The highly conserved 14-3-3 protein family has risen to a position of importance in cell biology owing to its involvement in vital cellular processes, such as metabolism, protein trafficking, signal transduction, apoptosis and cell-cycle regulation. The 14-3-3 proteins are phospho-serine/phospho-threonine binding proteins that interact with a diverse array of binding partners. Because many 14-3-3 interactions are phosphorylation-dependent, 14-3-3 has been tightly integrated into the core phospho-regulatory pathways that are crucial for normal growth and development and that often become dysregulated in human disease states such as cancer. This review examines the recent advances that further elucidate the role of 14-3-3 proteins as integrators of diverse signaling cues that influence cell fate decisions and tumorigenesis.

Figure 1

Functions of 14-3-3 in proliferative, oncogenic, survival and stress signaling. (a) Under proliferative signaling conditions, 14-3-3 binding is required for the Ras-dependent heterodimerization of B-Raf and C-Raf and contributes to the full kinase activation of C-Raf. (b) Under oncogenic B-Raf signaling conditions, 14-3-3 mediates the constitutive heterodimerization of B-Raf and C-Raf and is required for the transforming potential of kinase-impaired B-Raf mutants (indicated by starburst shape). (c) Under survival signaling conditions, 14-3-3 binding inactivates numerous pro-apoptotic proteins, such as BAD, BAX and the FOXO transcription factors, by sequestering them from their sites of action such as the mitochondria and the nucleus. (d) Under stress signaling conditions, activated JNK disrupts 14-3-3 binding to several pro-apoptotic proteins by directly phosphorylating the 14-3-3 proteins themselves, thus, enabling the apoptosis regulators to localize to their site of action.

Figure 2

Functions of 14-3-3 in TORC1 signaling. (a) Under growth conditions, the AKT kinase is activated downstream of the insulin receptor (not depicted) and in turn activates TORC1 by phosphorylating TSC2 and PRAS40 on sites that mediate 14-3-3 binding and that relieve the inhibitory effects of these proteins. (b) AMPK is activated under conditions of low energy and inhibits TORC1 signaling by phosphorylating TSC2 and Raptor, thus, stimulating TSC2 activity and inhibiting Raptor function.
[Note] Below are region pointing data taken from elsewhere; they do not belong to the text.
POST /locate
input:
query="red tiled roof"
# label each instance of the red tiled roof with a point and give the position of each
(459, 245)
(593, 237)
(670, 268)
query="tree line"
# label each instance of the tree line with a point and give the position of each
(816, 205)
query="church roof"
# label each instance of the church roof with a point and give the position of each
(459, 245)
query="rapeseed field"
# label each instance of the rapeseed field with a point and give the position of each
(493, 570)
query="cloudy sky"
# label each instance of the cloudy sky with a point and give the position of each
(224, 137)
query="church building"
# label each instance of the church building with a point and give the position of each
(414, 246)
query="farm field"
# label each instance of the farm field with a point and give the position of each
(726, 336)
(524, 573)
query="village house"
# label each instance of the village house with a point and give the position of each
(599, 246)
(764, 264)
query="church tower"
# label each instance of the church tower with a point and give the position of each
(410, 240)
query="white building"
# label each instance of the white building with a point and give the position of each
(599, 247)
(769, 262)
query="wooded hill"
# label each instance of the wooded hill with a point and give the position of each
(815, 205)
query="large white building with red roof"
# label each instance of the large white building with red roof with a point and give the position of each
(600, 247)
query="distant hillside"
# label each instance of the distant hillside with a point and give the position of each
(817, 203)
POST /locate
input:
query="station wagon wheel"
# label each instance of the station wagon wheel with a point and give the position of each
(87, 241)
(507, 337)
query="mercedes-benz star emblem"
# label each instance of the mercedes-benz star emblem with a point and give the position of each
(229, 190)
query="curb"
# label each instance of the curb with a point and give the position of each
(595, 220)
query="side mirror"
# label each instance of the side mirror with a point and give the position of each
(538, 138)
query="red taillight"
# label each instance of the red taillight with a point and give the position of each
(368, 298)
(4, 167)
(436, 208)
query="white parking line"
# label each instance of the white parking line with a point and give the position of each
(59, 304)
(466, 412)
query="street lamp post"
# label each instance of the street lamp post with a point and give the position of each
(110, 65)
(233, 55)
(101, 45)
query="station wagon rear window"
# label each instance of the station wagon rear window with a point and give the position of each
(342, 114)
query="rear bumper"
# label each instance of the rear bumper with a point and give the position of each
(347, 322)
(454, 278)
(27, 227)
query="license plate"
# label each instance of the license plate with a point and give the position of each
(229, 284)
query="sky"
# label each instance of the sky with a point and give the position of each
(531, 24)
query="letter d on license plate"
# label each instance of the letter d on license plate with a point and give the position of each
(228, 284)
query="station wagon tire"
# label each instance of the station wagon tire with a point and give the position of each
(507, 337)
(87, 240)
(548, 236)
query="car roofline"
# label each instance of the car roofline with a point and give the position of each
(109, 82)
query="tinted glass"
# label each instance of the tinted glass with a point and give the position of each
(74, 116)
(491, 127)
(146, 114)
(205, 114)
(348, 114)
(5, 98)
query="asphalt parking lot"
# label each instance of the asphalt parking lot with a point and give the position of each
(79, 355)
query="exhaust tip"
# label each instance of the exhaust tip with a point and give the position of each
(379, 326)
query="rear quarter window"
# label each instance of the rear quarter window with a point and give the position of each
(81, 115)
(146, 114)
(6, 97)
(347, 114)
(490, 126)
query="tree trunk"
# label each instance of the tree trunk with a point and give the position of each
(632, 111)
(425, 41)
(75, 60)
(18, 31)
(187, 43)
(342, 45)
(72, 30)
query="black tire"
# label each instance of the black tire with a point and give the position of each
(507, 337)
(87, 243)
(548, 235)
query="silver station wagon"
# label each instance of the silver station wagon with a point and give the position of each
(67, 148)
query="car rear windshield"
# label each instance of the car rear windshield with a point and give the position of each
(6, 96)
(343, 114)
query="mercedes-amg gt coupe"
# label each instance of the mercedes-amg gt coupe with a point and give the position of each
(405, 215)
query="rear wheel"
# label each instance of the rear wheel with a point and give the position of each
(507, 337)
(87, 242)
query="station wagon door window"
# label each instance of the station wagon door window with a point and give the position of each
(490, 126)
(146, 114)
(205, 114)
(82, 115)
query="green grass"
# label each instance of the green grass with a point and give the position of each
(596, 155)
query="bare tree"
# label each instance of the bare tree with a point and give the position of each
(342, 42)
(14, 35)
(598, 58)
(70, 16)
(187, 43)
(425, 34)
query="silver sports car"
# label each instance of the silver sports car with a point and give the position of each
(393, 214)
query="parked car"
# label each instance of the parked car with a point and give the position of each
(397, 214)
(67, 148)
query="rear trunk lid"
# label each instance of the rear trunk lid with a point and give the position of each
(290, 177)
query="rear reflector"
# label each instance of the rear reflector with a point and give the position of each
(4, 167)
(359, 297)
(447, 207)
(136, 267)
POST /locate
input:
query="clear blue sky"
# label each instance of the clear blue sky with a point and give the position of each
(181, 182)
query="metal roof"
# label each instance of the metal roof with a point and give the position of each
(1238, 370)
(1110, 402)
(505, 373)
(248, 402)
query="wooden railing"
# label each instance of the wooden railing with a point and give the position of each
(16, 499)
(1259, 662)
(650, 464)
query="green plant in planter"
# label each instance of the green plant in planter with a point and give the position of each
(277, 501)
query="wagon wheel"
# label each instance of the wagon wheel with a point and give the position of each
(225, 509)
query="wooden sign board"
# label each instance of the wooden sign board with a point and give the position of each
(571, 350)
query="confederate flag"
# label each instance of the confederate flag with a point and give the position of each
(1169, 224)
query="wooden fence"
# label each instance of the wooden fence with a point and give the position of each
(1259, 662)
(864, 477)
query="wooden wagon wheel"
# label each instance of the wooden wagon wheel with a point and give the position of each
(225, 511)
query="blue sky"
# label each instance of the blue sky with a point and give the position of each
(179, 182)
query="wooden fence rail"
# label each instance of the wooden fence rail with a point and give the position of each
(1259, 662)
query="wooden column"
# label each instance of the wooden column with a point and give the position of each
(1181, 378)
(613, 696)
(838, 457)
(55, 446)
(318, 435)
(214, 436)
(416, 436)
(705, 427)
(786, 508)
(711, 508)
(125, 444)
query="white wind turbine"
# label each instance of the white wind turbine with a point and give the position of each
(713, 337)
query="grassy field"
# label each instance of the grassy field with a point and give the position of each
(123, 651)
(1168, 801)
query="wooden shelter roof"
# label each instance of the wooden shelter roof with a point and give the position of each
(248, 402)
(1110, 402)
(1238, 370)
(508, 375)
AMPK-mediated phosphorylation of Raptor is required for the energy checkpoint induced by AMPK, and the sites that are phosphorylated mediate 14-3-3 binding. (c) REDD1 (DDIT4) expression is induced under hypoxic conditions and REDD1 inhibits TORC1 activity in a TSC2-dependent manner. REDD1 has been reported to reverse the inhibition of TSC2 by promoting the movement of 14-3-3 proteins from TSC2 to REDD1.

Figure 3

Functions of 14-3-3 in cytokinesis. (a) 14-3-3σ function is required for a mitotic translational switch. During mitosis, binding of 14-3-3σ to eIF4B and possibly to other factors involved in cap-dependent translation is required for the mitotic switch from cap-dependent to cap-independent translation. This translational switch is needed for the synthesis of key mitotic regulators required for proper mitotic exit and cytokinesis. mRNA shown as red line. Abbreviations: IRES, internal ribosome entry site. (b) 14-3-3 function in abscission. During mitosis, phosphorylation mediated by p38, GSK3 and PKCε generates 14-3-3 binding sites on PKCε. Binding of 14-3-3 activates PKCε and formation of the active PKCε–14-3-3 complex is needed to limit RhoA activity at the midbody, which in turn enables the actomyosin ring to dissociate during the final stages of abcission.

Figure 4

Functions of 14-3-3 in tumor-suppressor pathways. (a) The mammalian Hippo pathway transmits signals received at the cell surface, such as cell–cell contact, through the sequential activation of the Mst1/2–WW45 and Lats1/2–Mob kinase complexes. The Lats kinases phosphorylate YAP and TAZ on sites that mediate 14-3-3 binding, thus, inactivating the function of these transcriptional coactivators by means of their cytoplasmic retention. (b) β-catenin functions as a transcriptional coactivator in the Wnt signaling pathway. Cby antagonizes β-catenin signaling by preventing the interaction between β-catenin and the Tcf transcription factor enhancer and by mediating the formation of a stable β-catenin–Cby–14-3-3 tripartite complex that results in the nuclear export of β-catenin.